Harry Potter & The Deathly Hallows Part 1


Harry Potter is heading off. The first in a double bill of farewells, The Deathly Hallows Part 1, is a passable thumb-twiddler for impatient fans but the beginning of the end for this dwindling saga fails to generate the tension required to maintain interest in the conclusion to follow (in swanky but unrequested 3-D) next July.

As the last installment The Half Blood Prince hinted, the world of Harry Potter has become a scarier, more threatening place. This story opens with a series of poignant sacrifices as Harry (Daniel Radcliffe), Ron (Rupert Grint) and Hermione (Emma Watson) leave the comfort of their families and the alma mater of Hogwarts behind and strike out on their own.
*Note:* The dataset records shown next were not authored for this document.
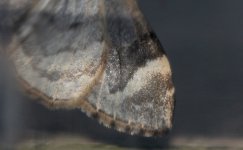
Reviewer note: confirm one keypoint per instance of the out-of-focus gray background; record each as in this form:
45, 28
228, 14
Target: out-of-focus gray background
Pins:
204, 43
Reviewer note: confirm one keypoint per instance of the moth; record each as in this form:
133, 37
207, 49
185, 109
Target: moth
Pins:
100, 56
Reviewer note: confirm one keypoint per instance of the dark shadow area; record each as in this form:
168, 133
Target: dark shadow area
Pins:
203, 40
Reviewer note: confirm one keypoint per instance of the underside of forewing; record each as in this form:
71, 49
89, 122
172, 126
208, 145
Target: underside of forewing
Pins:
97, 55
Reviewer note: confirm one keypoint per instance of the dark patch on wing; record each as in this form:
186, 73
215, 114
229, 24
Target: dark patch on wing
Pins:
132, 45
128, 60
148, 100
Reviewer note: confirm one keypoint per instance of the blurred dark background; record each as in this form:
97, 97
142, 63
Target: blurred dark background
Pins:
204, 43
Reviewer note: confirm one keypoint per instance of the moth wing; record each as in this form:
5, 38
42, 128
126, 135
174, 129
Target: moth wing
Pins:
58, 50
136, 92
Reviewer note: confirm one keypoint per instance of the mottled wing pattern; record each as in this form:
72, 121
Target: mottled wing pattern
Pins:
59, 48
100, 56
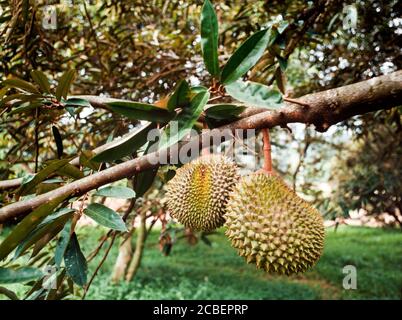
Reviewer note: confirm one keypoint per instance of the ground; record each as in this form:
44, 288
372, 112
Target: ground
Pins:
217, 272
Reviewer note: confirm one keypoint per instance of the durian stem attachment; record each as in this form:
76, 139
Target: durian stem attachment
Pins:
267, 150
205, 151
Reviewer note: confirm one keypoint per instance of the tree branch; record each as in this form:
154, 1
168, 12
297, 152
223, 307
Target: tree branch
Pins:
324, 109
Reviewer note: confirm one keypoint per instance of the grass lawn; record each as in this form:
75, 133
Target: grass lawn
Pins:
216, 272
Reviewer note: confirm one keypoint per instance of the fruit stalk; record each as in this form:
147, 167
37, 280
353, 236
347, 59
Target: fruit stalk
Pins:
267, 150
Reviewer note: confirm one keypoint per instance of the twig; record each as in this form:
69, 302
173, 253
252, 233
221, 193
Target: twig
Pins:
296, 102
267, 151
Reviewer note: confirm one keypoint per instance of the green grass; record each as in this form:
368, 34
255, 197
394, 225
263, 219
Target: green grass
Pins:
217, 272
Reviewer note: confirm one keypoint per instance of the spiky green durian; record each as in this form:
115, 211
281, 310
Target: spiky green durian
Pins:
197, 195
272, 227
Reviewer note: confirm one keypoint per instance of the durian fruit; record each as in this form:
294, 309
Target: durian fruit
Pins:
197, 195
272, 227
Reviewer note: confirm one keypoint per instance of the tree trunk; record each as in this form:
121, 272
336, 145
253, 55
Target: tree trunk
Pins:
139, 248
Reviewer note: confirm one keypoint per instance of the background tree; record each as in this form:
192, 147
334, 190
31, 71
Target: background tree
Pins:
120, 49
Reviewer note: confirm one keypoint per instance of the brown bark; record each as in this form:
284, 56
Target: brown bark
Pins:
324, 109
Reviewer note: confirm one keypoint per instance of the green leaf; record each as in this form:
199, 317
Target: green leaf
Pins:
198, 89
62, 243
20, 84
126, 147
143, 180
54, 224
254, 94
58, 140
27, 225
247, 55
209, 38
283, 63
140, 111
64, 85
41, 175
77, 102
223, 111
105, 216
40, 78
23, 274
184, 120
27, 106
75, 262
180, 97
116, 192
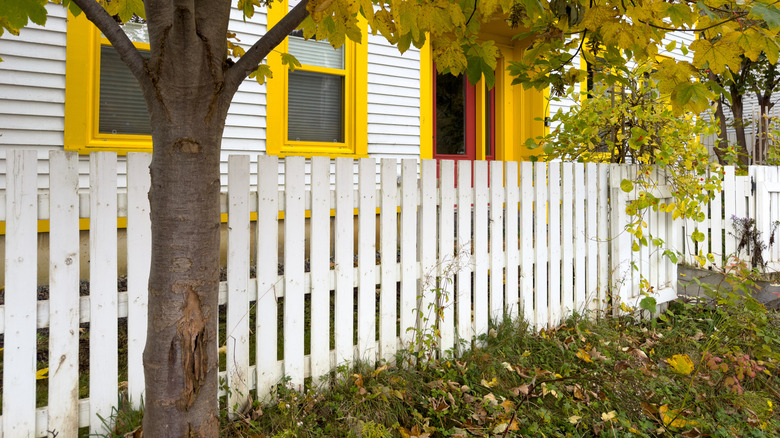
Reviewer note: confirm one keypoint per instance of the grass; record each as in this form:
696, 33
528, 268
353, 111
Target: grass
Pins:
697, 370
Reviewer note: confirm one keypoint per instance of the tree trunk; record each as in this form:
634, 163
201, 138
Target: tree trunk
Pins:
723, 135
180, 359
737, 111
188, 106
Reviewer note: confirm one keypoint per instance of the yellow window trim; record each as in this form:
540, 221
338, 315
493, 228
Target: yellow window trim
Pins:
355, 73
82, 94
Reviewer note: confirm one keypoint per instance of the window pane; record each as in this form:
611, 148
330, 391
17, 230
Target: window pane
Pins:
450, 115
315, 53
316, 107
122, 106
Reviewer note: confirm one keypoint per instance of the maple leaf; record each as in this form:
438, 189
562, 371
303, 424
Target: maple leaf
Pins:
125, 9
716, 56
681, 364
16, 14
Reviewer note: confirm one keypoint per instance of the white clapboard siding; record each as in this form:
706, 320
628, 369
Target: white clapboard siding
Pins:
103, 342
139, 253
20, 349
237, 325
64, 293
516, 235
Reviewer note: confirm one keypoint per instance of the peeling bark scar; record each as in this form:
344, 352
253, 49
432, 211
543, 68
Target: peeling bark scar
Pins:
187, 145
191, 333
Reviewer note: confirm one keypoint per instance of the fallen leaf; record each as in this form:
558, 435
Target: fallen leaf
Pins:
582, 354
522, 389
681, 364
608, 416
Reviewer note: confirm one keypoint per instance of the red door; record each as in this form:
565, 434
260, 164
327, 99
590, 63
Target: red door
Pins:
456, 118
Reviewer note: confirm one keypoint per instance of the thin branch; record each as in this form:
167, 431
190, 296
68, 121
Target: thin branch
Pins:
124, 47
741, 15
254, 56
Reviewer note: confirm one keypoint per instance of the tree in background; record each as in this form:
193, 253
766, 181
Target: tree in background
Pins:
189, 81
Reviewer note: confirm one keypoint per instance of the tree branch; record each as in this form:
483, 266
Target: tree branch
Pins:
254, 56
124, 47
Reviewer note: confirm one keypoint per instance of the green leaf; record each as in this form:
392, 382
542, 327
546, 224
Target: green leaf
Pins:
648, 303
768, 13
262, 73
125, 9
15, 14
290, 61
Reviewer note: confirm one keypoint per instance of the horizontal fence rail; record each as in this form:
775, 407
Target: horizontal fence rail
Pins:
408, 245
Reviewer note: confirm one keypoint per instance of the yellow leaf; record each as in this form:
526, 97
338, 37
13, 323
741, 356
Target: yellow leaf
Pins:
672, 418
681, 364
584, 355
716, 56
608, 416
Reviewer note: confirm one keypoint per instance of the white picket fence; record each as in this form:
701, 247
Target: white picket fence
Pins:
537, 240
755, 195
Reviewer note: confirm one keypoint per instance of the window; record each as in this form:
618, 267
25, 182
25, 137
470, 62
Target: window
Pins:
104, 107
320, 108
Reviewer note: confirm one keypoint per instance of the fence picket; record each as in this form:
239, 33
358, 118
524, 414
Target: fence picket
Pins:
367, 260
580, 234
540, 244
496, 236
527, 196
103, 391
591, 238
64, 293
512, 239
294, 255
19, 354
729, 210
319, 266
465, 245
554, 243
408, 315
427, 247
481, 264
567, 237
540, 237
267, 271
139, 251
448, 256
237, 326
343, 256
388, 241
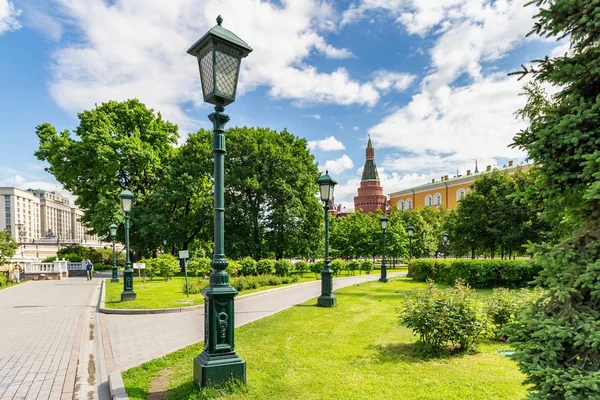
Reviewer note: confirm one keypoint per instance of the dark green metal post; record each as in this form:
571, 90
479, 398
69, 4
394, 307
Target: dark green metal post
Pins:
383, 277
128, 294
219, 363
115, 277
327, 298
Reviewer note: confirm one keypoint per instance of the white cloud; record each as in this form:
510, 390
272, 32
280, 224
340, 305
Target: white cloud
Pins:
8, 17
385, 80
338, 165
330, 143
137, 48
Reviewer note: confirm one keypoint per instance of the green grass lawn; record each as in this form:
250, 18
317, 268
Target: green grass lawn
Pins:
171, 294
356, 350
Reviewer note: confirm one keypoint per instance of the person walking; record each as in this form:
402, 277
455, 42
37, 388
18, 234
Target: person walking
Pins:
89, 268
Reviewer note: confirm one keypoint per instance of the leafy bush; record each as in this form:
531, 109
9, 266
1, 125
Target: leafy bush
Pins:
317, 267
200, 267
337, 265
477, 273
504, 305
367, 266
301, 267
283, 268
196, 286
443, 317
248, 265
264, 267
233, 267
353, 266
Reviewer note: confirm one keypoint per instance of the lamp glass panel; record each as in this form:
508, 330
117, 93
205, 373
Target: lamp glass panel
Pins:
324, 188
126, 204
206, 73
226, 73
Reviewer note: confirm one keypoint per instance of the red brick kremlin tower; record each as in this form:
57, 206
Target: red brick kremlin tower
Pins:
370, 194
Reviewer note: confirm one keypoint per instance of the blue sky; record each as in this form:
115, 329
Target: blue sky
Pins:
426, 79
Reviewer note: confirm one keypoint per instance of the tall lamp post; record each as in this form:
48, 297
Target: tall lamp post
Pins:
384, 223
411, 231
113, 233
128, 294
326, 187
219, 53
445, 242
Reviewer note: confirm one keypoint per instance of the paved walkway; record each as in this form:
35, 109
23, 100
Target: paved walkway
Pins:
135, 339
41, 327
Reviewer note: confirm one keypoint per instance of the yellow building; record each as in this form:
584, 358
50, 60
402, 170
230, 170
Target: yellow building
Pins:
445, 192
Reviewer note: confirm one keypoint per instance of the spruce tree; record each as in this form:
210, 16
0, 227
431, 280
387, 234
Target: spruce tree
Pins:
557, 340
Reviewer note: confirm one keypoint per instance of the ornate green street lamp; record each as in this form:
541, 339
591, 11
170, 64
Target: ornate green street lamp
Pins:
128, 294
326, 187
384, 220
411, 231
113, 234
219, 53
445, 241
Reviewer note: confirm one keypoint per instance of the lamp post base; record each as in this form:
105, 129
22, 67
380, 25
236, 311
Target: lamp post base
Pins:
128, 295
216, 370
326, 300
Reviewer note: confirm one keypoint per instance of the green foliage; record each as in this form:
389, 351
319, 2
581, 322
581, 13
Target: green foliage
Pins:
478, 273
264, 267
443, 317
337, 265
367, 266
255, 282
557, 340
503, 306
8, 247
317, 267
301, 267
353, 266
248, 266
283, 268
200, 267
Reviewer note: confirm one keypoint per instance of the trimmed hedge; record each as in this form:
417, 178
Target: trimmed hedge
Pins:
477, 273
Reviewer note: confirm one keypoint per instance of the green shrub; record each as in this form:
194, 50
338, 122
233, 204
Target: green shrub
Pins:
264, 267
504, 305
233, 267
317, 267
248, 265
196, 286
283, 268
367, 266
353, 266
337, 265
301, 267
476, 273
443, 317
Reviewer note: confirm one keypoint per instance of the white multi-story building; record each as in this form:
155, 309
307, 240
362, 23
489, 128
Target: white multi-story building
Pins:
21, 216
32, 215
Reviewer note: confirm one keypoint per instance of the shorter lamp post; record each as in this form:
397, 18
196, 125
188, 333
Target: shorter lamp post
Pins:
384, 223
445, 241
411, 231
113, 233
128, 294
326, 187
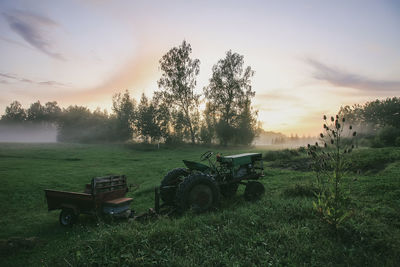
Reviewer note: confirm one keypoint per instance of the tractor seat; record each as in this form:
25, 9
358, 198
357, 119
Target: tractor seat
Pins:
118, 201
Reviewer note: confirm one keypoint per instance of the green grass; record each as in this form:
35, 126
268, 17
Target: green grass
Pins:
280, 229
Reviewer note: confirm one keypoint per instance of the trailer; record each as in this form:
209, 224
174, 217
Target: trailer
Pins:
103, 195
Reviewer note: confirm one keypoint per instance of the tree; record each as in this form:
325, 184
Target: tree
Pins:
124, 108
229, 94
151, 120
52, 111
247, 126
178, 81
207, 130
14, 113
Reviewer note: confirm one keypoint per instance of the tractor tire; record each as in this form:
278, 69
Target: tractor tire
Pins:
198, 192
229, 190
67, 217
254, 190
172, 178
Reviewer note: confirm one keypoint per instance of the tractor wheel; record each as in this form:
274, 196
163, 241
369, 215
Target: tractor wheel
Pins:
229, 190
199, 192
254, 190
172, 178
67, 217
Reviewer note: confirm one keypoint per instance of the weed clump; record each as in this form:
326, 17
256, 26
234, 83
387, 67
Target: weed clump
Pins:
330, 166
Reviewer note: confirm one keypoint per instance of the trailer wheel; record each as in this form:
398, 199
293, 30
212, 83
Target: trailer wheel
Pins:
229, 190
172, 179
199, 192
67, 217
254, 190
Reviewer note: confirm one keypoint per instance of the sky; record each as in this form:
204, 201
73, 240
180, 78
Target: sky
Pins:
309, 57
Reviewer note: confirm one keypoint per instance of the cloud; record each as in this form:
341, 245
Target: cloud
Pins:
134, 75
25, 80
9, 76
51, 83
341, 78
32, 28
13, 42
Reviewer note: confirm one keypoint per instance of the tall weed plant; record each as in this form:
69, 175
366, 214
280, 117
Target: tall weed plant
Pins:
331, 165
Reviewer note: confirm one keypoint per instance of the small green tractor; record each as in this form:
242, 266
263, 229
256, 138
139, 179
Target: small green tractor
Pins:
199, 186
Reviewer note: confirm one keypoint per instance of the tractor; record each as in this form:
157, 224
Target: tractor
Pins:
200, 186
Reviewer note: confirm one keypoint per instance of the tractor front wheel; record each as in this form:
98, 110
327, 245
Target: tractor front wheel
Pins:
170, 183
254, 190
198, 192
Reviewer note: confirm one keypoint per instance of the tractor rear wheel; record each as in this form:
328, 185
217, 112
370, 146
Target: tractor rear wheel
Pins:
229, 190
254, 190
170, 183
199, 192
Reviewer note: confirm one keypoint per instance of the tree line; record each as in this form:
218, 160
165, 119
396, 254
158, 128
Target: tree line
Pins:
377, 122
172, 115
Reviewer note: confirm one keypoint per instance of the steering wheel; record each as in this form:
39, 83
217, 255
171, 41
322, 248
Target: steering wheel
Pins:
206, 155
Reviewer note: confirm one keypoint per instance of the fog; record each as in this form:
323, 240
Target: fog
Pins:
28, 133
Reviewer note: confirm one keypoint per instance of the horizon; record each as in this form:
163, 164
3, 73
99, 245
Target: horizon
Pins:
309, 57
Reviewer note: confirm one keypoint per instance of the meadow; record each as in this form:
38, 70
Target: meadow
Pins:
280, 229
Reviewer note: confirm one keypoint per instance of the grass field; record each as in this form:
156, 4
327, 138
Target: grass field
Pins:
280, 229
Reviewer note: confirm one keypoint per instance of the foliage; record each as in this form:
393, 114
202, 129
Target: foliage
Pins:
14, 113
331, 166
178, 81
374, 115
229, 94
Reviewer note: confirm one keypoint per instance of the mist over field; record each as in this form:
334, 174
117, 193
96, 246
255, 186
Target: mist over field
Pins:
33, 133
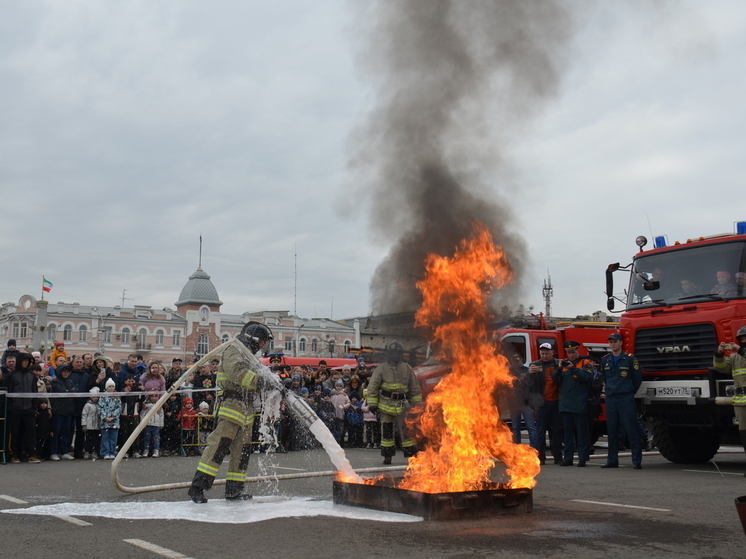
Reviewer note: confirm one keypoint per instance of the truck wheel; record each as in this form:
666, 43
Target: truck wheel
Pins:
684, 445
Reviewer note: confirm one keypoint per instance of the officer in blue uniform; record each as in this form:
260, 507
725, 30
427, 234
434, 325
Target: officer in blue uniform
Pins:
622, 377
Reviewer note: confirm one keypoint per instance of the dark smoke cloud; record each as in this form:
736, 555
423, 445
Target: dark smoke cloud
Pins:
450, 73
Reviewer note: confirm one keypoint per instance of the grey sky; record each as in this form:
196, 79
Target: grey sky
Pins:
130, 128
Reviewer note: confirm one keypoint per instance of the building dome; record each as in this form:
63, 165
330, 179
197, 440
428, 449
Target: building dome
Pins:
199, 290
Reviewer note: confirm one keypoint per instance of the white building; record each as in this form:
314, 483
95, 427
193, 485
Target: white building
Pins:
196, 326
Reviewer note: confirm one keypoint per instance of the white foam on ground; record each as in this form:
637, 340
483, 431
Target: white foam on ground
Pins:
218, 511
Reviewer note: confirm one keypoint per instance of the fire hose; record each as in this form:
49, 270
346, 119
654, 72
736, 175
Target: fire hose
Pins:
298, 406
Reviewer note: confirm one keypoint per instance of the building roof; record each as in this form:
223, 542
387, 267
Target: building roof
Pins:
199, 290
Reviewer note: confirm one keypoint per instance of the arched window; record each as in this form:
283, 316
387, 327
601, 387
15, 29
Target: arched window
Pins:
142, 336
203, 346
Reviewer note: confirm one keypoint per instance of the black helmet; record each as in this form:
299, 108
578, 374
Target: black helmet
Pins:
741, 333
253, 333
394, 351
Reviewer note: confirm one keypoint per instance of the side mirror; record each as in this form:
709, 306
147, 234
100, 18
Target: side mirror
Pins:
610, 269
651, 285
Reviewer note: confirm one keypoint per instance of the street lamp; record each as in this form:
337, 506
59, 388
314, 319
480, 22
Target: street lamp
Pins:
101, 330
297, 335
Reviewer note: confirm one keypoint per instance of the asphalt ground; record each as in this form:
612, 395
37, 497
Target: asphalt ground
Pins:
663, 510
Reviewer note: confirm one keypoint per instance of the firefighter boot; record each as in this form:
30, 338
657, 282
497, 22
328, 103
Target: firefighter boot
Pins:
234, 491
410, 451
387, 453
387, 442
200, 482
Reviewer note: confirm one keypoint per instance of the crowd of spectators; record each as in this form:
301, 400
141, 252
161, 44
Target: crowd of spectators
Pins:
95, 425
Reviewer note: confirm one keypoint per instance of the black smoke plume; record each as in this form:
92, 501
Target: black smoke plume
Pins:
455, 78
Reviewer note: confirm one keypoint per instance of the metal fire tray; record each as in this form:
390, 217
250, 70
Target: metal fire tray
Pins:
386, 496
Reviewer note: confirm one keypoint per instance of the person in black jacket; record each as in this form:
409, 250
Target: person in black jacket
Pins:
22, 412
63, 415
11, 351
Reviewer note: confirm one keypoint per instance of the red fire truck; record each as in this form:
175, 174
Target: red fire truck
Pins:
681, 302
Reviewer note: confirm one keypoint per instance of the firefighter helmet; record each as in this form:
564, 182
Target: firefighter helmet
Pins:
394, 351
253, 334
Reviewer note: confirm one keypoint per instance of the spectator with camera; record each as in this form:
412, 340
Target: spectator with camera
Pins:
574, 376
548, 417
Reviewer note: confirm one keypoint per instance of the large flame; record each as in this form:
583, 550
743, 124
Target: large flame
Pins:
461, 421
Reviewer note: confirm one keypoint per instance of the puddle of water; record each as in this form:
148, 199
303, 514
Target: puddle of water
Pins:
218, 511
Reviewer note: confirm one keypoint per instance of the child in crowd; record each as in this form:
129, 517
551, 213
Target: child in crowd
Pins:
341, 402
55, 365
130, 414
327, 413
188, 421
152, 433
354, 420
57, 352
109, 410
91, 425
204, 423
170, 434
372, 426
316, 397
44, 431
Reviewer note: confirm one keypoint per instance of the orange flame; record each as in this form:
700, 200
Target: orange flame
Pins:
461, 421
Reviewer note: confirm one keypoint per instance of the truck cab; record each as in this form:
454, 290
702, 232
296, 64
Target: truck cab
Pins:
682, 301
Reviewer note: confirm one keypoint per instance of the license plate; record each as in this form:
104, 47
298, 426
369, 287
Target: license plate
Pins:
668, 391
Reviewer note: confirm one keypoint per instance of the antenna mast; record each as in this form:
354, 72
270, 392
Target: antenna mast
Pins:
548, 291
295, 284
125, 298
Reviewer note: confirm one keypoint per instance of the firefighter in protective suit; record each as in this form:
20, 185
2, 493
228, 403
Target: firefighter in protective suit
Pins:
392, 389
238, 381
735, 365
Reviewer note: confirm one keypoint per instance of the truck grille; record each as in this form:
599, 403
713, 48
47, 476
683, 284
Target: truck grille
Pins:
676, 348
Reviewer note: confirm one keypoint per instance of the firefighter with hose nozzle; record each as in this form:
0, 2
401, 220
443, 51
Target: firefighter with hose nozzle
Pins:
735, 366
239, 380
392, 389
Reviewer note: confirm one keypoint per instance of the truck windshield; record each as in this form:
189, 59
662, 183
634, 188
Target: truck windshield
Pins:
687, 274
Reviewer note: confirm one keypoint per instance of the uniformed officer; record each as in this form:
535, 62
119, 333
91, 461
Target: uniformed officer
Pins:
735, 365
622, 377
240, 378
393, 387
574, 376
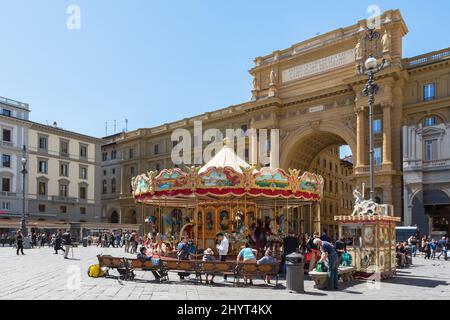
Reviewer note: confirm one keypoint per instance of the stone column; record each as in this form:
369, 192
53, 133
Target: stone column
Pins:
387, 136
360, 137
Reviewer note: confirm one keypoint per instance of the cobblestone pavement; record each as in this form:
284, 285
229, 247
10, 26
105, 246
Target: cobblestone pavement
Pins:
41, 274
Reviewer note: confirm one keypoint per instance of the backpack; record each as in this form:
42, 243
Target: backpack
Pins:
95, 271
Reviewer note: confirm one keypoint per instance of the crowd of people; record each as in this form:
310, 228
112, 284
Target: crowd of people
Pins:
425, 246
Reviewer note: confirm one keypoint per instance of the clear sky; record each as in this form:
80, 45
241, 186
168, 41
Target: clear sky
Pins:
154, 62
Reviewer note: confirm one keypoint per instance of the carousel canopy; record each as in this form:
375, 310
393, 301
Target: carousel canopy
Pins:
226, 176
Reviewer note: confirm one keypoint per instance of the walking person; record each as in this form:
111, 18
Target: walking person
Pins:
19, 242
329, 252
67, 242
223, 247
58, 242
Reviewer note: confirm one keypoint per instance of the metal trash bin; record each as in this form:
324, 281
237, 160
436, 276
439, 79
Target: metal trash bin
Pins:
295, 273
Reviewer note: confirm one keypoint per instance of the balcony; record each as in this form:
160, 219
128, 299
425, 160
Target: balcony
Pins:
8, 194
62, 199
426, 165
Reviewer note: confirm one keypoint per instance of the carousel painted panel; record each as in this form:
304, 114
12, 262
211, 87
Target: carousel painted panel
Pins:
171, 179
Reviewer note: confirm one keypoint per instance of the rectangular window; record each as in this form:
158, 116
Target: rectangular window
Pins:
430, 150
83, 151
43, 143
428, 91
430, 121
6, 184
377, 126
6, 161
42, 166
42, 188
6, 134
6, 205
377, 156
64, 148
63, 190
64, 170
83, 173
83, 193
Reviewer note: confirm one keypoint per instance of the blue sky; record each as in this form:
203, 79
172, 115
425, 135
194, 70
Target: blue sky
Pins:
158, 61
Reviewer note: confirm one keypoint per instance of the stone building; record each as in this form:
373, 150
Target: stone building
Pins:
426, 143
13, 137
312, 92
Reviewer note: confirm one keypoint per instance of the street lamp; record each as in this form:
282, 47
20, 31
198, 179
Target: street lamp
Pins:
370, 89
23, 224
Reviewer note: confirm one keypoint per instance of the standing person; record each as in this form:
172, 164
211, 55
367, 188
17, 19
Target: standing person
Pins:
267, 259
19, 242
183, 254
222, 247
433, 249
427, 250
248, 255
329, 252
341, 247
67, 242
58, 242
442, 244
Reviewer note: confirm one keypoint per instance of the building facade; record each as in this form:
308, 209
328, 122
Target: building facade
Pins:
64, 175
111, 179
426, 144
338, 186
13, 137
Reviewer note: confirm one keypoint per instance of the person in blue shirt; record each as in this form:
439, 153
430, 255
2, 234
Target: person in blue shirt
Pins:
329, 252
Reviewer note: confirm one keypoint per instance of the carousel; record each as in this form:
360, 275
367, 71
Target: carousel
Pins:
230, 196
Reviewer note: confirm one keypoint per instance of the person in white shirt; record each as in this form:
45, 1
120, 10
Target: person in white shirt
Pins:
222, 247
Harry’s mortal enemy, the now all-powerful wizard Voldemort (Ralph Fiennes) has taken control of the Ministry of Magic and declared the teenager to be “Undesirable No. 1”. The Orwellian Ministry, now overseen by psychotic housewife Dolores Umbridge (Imelda Staunton), has started a campaign against mudbloods, wizards born to Muggles, the echoes of Nazism underlined by black-shirted soldiers carrying scarlet banners.

Harry’s only hope of stopping Voldemort lies in his finding and destroying the mystical horcruxes, fragments of the Dark Lord's septic soul hidden throughout the magical world. The late, lamented Dumbledore has left behind a series of clues but the central trio must venture out on their own to locate the hidden objects by decoding symbols and tracking down lost witches and wizards, all without the support of their usual champions. Then, suddenly, the trio is split. Paranoid, jealous Ron leaves Harry and Hermione to continue the quest on their own, with director David Yates employing the divide to spin the series’ most unstructured, free-form chapter yet, a lumbering, bleak winter spent camping out, going from shadowy forest to windblown cliffs, as the trio join the dots on their quest while engaging in a timid teenage bicker.

Even with returning screenwriter Steve Kloves cleaving Rowling’s 700 page novel in two more or less equal halves, Yates’ film stumbles under the weight of its awkward exposition. The tone is richly gloomy but the choppy story never achieves the same uniform tenor, unfolding as a procession of crisis moments played as interchangeable action sequences; flashily photographed and edited and awash with impressive CGI effects but essentially inert and uninvolving. Far better are the film’s few quiet moments; the central trio’s bleak trek through the wintry British landscape, a beautiful shadow puppet-inspired animation that explains the origins of the title and a late scene in a snowbound cemetery that is one of the few occasions of emotional honesty in the entire franchise.

It’s not only the story that has matured; these characters have grown up in front of us. Harry’s serious face now sports tufts of wispy stubble, tomboy brain-box Hermione has matured into a sensible romantic heroine while Ron has gone from squeaky-voiced scaredy-cat to square-shouldered hunk. No longer able to hide behind the tag ‘child-actors’, these young veterans, who have been playing the roles for almost a decade, must carry the vast weight of this film entirely on their own. Radcliffe and Grint emerge as the victors, with Watson looking uncomfortable, even when sitting still. What is sorely lacking is something conclusive for any of them to do, with Part 1 only a drawn-out set-up for the last hurrah to come next year. And not a moment too soon.